Having regard to my conclusions in relation to misconduct and impairment of fitness to practise, I consider that suspension was a necessary and proportionate response. That may well not have been the case had Dr Benn recognised that she should conduct herself within the standards expected of the profession in the future. As the Tribunal noted, that would not be to preclude her continued involvement in environmental activism, including taking part in lawful protests.

122.

I have taken account of Dr Benn’s motivations in reaching my conclusions on misconduct and impairment. In light of those conclusions, there were no exceptional circumstances justifying taking no action.
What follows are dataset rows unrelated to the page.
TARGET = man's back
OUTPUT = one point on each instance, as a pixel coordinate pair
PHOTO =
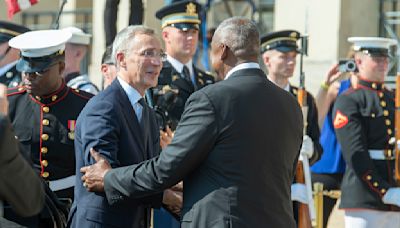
(245, 180)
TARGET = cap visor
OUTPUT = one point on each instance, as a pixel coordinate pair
(185, 26)
(24, 65)
(286, 49)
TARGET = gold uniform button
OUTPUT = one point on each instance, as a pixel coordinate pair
(385, 112)
(44, 150)
(45, 174)
(45, 163)
(45, 137)
(45, 122)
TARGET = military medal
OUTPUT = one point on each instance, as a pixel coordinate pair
(71, 128)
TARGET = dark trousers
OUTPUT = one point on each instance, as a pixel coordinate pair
(331, 182)
(110, 17)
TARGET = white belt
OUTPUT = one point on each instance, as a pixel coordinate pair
(381, 154)
(63, 183)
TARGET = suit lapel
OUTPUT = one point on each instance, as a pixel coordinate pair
(130, 116)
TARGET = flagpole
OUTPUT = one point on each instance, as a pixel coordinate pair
(56, 23)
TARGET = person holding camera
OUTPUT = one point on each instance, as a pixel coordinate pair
(363, 119)
(330, 168)
(179, 77)
(279, 51)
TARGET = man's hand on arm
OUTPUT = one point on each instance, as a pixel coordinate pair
(93, 175)
(3, 100)
(173, 200)
(166, 137)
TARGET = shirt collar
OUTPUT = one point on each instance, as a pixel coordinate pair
(286, 87)
(133, 95)
(242, 66)
(7, 67)
(179, 66)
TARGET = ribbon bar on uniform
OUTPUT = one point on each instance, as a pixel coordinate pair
(381, 154)
(63, 183)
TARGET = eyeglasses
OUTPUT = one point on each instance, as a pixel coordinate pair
(153, 54)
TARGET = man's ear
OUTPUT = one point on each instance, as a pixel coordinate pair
(224, 51)
(61, 67)
(265, 59)
(121, 59)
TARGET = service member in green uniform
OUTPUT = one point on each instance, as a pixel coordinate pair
(363, 118)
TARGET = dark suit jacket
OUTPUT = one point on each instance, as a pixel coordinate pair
(235, 149)
(20, 185)
(109, 124)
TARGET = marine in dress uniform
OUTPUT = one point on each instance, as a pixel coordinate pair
(75, 52)
(8, 55)
(180, 23)
(43, 112)
(363, 119)
(285, 43)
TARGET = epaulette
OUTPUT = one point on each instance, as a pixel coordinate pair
(81, 93)
(16, 90)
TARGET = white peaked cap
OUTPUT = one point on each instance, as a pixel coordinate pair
(40, 43)
(78, 36)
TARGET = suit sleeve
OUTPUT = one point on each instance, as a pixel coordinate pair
(313, 129)
(99, 130)
(351, 135)
(194, 138)
(20, 185)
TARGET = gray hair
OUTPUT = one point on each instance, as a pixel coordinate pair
(124, 39)
(240, 35)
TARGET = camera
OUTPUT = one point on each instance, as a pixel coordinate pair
(347, 65)
(164, 99)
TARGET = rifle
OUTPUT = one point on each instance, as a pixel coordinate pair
(397, 127)
(306, 212)
(56, 23)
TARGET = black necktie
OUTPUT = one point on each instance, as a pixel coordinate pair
(186, 76)
(143, 120)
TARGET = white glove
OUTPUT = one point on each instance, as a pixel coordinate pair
(307, 149)
(392, 196)
(299, 193)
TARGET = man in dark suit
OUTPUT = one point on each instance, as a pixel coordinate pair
(16, 175)
(43, 113)
(235, 148)
(122, 128)
(180, 31)
(8, 55)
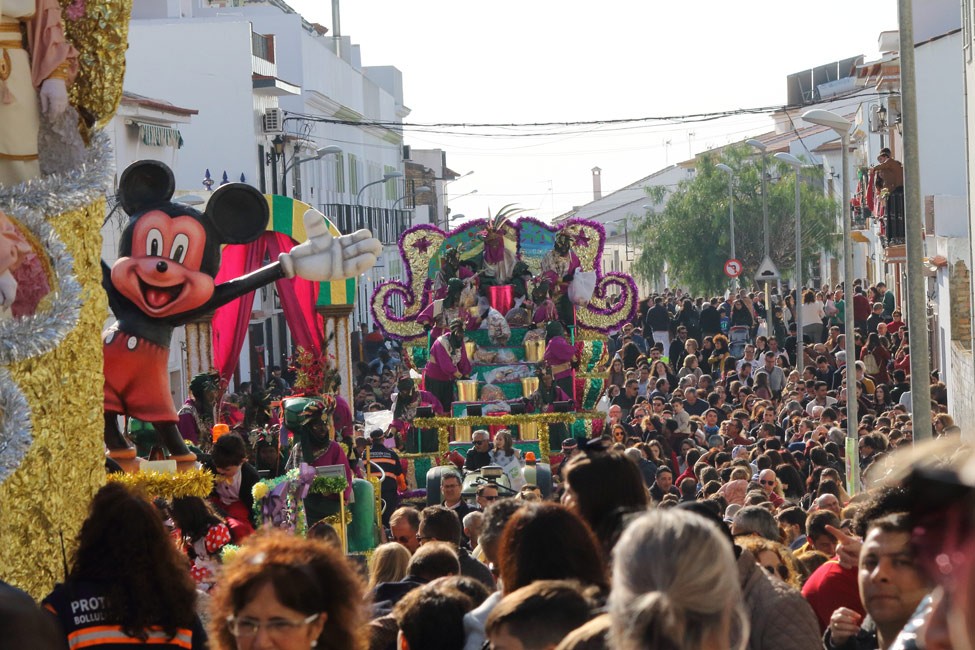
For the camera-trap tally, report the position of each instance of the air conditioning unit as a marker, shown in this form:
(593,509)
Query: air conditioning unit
(273,121)
(876,124)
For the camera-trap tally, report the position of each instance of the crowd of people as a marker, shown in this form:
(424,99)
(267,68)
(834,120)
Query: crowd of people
(709,510)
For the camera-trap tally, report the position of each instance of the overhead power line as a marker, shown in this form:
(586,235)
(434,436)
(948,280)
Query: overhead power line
(634,122)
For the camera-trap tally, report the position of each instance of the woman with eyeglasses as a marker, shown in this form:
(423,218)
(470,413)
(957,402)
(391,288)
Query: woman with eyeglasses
(288,593)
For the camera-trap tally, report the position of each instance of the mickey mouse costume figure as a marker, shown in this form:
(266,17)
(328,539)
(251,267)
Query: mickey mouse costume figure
(169,255)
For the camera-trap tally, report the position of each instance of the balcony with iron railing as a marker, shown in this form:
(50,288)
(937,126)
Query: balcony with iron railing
(262,54)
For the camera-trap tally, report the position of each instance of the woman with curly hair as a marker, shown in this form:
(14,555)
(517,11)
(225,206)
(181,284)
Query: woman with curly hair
(775,558)
(128,583)
(721,356)
(298,593)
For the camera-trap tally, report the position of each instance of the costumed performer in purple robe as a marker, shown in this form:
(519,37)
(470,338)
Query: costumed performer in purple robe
(448,362)
(316,448)
(560,355)
(558,267)
(542,400)
(544,307)
(449,266)
(406,399)
(439,313)
(196,415)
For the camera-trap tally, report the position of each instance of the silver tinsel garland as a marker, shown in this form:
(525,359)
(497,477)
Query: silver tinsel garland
(15,429)
(33,205)
(58,193)
(28,336)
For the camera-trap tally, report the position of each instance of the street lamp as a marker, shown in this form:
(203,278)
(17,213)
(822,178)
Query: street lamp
(796,164)
(758,144)
(446,207)
(388,176)
(841,126)
(423,189)
(731,210)
(320,153)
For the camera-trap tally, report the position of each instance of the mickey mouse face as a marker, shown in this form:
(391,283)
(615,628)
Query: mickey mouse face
(162,275)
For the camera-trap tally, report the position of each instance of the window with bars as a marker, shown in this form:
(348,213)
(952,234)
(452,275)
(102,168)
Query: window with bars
(340,172)
(966,28)
(353,173)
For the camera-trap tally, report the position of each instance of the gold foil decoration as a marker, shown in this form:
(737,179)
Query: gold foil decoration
(194,483)
(101,38)
(47,498)
(528,386)
(466,390)
(534,351)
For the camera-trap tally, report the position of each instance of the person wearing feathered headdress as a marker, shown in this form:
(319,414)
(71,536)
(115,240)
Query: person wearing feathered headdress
(196,416)
(544,307)
(558,267)
(499,260)
(405,401)
(448,362)
(560,355)
(438,314)
(449,266)
(314,444)
(268,458)
(547,393)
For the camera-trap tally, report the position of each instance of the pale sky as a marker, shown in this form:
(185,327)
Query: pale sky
(530,61)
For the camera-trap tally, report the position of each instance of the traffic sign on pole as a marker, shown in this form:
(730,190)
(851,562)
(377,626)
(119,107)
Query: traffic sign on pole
(767,272)
(732,268)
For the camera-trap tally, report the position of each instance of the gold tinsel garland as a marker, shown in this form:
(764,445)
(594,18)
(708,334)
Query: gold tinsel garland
(486,420)
(443,425)
(194,483)
(47,497)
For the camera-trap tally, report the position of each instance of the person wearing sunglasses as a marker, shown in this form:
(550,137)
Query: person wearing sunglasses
(285,592)
(479,454)
(486,495)
(768,480)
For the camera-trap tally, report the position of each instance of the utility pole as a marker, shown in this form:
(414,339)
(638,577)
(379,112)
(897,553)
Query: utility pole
(917,321)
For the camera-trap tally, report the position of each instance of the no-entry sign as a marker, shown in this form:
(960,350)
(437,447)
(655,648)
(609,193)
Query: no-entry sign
(732,268)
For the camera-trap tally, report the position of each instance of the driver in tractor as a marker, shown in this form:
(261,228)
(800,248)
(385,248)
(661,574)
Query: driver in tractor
(479,454)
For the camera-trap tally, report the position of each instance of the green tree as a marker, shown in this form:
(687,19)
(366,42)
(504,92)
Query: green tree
(691,233)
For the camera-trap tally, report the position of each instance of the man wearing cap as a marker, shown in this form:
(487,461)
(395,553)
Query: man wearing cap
(479,454)
(663,485)
(657,321)
(876,317)
(405,401)
(381,456)
(559,355)
(776,376)
(570,447)
(448,362)
(861,309)
(628,330)
(558,267)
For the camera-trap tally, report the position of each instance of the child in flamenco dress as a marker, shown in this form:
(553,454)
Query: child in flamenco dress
(203,534)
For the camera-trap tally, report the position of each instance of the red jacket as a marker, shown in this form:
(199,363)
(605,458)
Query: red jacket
(830,587)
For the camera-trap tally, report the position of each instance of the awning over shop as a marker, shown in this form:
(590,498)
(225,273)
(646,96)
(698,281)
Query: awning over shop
(156,135)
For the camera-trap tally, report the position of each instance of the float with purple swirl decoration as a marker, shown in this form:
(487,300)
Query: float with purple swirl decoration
(396,304)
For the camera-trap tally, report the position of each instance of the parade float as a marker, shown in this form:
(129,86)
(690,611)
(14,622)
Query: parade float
(51,453)
(502,263)
(62,63)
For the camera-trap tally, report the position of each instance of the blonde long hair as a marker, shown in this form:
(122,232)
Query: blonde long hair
(388,564)
(680,603)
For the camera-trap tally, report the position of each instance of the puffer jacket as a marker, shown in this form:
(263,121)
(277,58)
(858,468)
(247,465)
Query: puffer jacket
(780,617)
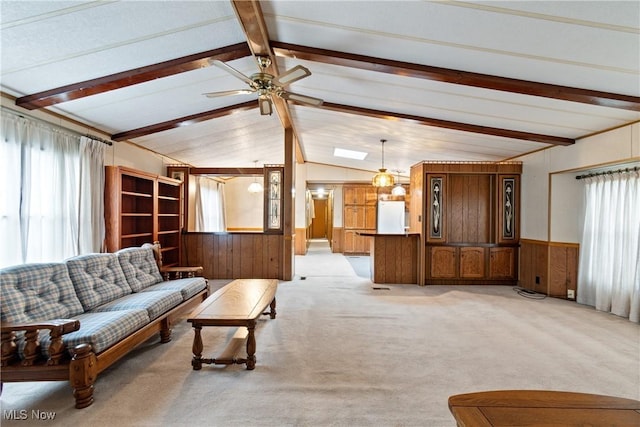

Dr Benn had demonstrated that she intended to continue to act as she had done previously. Her desire was to remain registered as a doctor while continuing to commit acts found to amount to misconduct in the statutory sense. In those circumstances, action is necessary to uphold the relevant statutory objectives.

123.

The Tribunal referred back to their finding at the misconduct stage that it was not for them to “seek to reframe [the obligations of a doctor under GMP] or to caveat the requirement to act within the law by deciding on circumstances where a doctor is permitted to deliberately act outside the law.” That may have been expressed a little clumsily but, in the context of sanction, it perhaps addresses a proper concern: if a doctor can continue to act outside the law whilst maintaining her status as a medical professional, the Tribunal would not be upholding expected standards of conduct for the profession as a whole.

124.

It is not suggested that any workable conditions could be formulated. Dr Benn had made it clear that she would not be bound by any conditions that impacted on her intended actions in connection with climate activism. Although Dr Benn had suggested that if the Tribunal were to take any action they should erase her, the Tribunal acted proportionately in imposing a period of suspension allowing for the possibility of demonstrating insight into the impact of a medical professional repeatedly acting outside the law.

125.

The Tribunal’s consideration of the question of insight was fair. I have found that Dr Benn’s arguments about the impact of her actions are not realistic. The simple fact is that Dr Benn believes that it is appropriate to continue to take action that is unlawful to draw attention to her very real concerns about climate change. She minimises the impact of her actions on public resourcing.

126.

It was reasonable to allow Dr Benn the opportunity to reflect on the impact of her stated intent to continue her misconduct on her standing as a medical professional. On the other hand, her clearly stated belief is that the need for action to avert climate disaster overrides the requirement to act within the law or the normal bounds of the profession. In those circumstances, the fact and length of the suspension was necessary and proportionate and it was also necessary and reasonable to direct a review hearing.

127.

Accordingly, I agree with the Tribunal’s decision on sanction.

Conclusion

128.

For the reasons I have set out in detail above, I would uphold the decision of the Tribunal that Dr Benn’s fitness to practise was impaired through misconduct and that her registration should be suspended for a period of five months with a review hearing to be convened shortly before the end of that period.

129.

This appeal is accordingly dismissed.